#nixos-borg on 2020-05-01

2018-04-19 20:36 gchristensen changed the topic of #nixos-borg to: https://www.patreon.com/ofborg https://monitoring.nix.ci/dashboard/db/ofborg?refresh=10s&orgId=1&from=now-1h&to=now "I get to skip reviewing the PHP code and just wait until it is rewritten in something sane, like POSIX shell. || https://logs.nix.samueldr.com/nixos-borg

00:47 cole-h has quit [Quit: Goodbye]

00:49 cole-h has joined #nixos-borg

05:58 cole-h has quit [Quit: Goodbye]

07:05 orivej has quit [Ping timeout: 256 seconds]

12:31 <{^_^}> [ofborg] @LnL7 opened pull request #479 → remove static lifetimes from easylapin → https://git.io/JfOdx

13:24 orivej has joined #nixos-borg

14:53 cole-h has joined #nixos-borg

18:25 <{^_^}> [ofborg] @LnL7 opened pull request #480 → tracing logging → https://git.io/Jf3Iz

18:33 <gchristensen> LnL: when you mentioned the thing about deploying yesterday, I stopped deploying

18:33 <gchristensen> I'm happy to merge these PRs, but I'd like to deploy them around the same time -- let me know what I should do :)

18:35 <LnL> yeah, the debugging stuff I mentioned doesn't have to block that

18:36 cust0dian has joined #nixos-borg

18:36 <cole-h> I like how the switch to tracing appears to be mostly changing the imports from log -> tracing

18:36 <LnL> but I think you'll have to at least reboot the aarch server soon

18:37 <LnL> I don't have enough permissions to look at the stuck builders or restart them

18:38 <LnL> cole-h: yeah, it's really implemented as a superset in a lot of ways

18:39 <cust0dian> borg seems to have hung on my PR: https://github.com/NixOS/nixpkgs/pull/86334 — is this a minor issue and I should just push something else there to trigger another run or do I need to raise an issue?

18:39 <{^_^}> nixpkgs#86334 (by cust0dian, 2 days ago, open): tmuxinator: 1.1.4 -> 2.0.0

18:40 <LnL> one thing that's neat that I already noticed is that it also handles logging of libraries (like lapin) by default

18:41 <cole-h> cust0dian: Usually it's fine to just `@ofborg eval` and restart the eval. I think I know the issue but haven't been able to find time to actually look into fixing it.

18:41 <cust0dian> gotcha, thanks!

18:42 <cole-h> Unless you see a big purple label that says `ofborg-internal-error` -- then, come find me.

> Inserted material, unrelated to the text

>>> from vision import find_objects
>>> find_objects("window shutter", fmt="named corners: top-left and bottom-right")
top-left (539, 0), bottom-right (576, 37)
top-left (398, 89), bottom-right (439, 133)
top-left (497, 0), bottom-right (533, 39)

18:51 <LnL> why is clippy yelling at me? :/

18:52 <cole-h> LnL++ Thanks for adding a picture -- I was gonna ask for one :P

18:52 <{^_^}> LnL's karma got increased to 46

18:55 <cole-h> LnL: I think clippy wants you to split `head_waiter`'s closure to a separate function and `thread::spawn()` that

18:55 <cole-h> idk about the others

19:04 <cole-h> I smile every time I see "lmao I got a job?" show up in the logs

19:05 <gchristensen> lol

19:12 <cole-h> LnL: jk, splitting that closure did nothing

19:17 <LnL> urgh yeah

19:17 <cole-h> LnL: It appears to be related to the `info!` macro. Commenting out lines 134-5 gets rid of that one error

19:18 <LnL> btw I don't get these with latest

19:18 <cole-h> Latest what, clippy?

19:18 <LnL> oh, sounds like the heuristic might be counting the expanded macro then

19:18 <cole-h> Yep, just found that too

19:18 <LnL> yeah

19:19 <LnL> I generally work in a ~nixpkgs-unstable shell

19:25 <cole-h> LnL: What are your clippy, cargo, and rustc versions when this doesn't happen?

19:25 <cole-h> 0.0.212, 1.43.0, and 1.43.0, respectively?

19:26 <LnL> 1.42

19:40 <LnL> also posted some output of the json formatter

19:43 <cole-h> Now the question is how it looks in Loki

19:44 <LnL> yeah I don't know how that integrates

19:44 <cole-h> It might be useful to remove the date "segment", since Loki does that automagically

19:46 <LnL> btw, I really don't have much of an opionion on the library

19:46 <LnL> if either of you think slog or whatever is the better option I can also try that out

19:49 <cole-h> <3

19:50 <LnL> cole-h: there's a without_time so that looks straightforward if we don't want it

19:58 <LnL> https://github.com/grafana/loki/blob/master/docs/clients/promtail/stages/json.md

20:28 <gchristensen> we can easily reboot, btw, several people in -aarch64 can reboot

20:28 <gchristensen> btw please feel free to merge and deploy without me :)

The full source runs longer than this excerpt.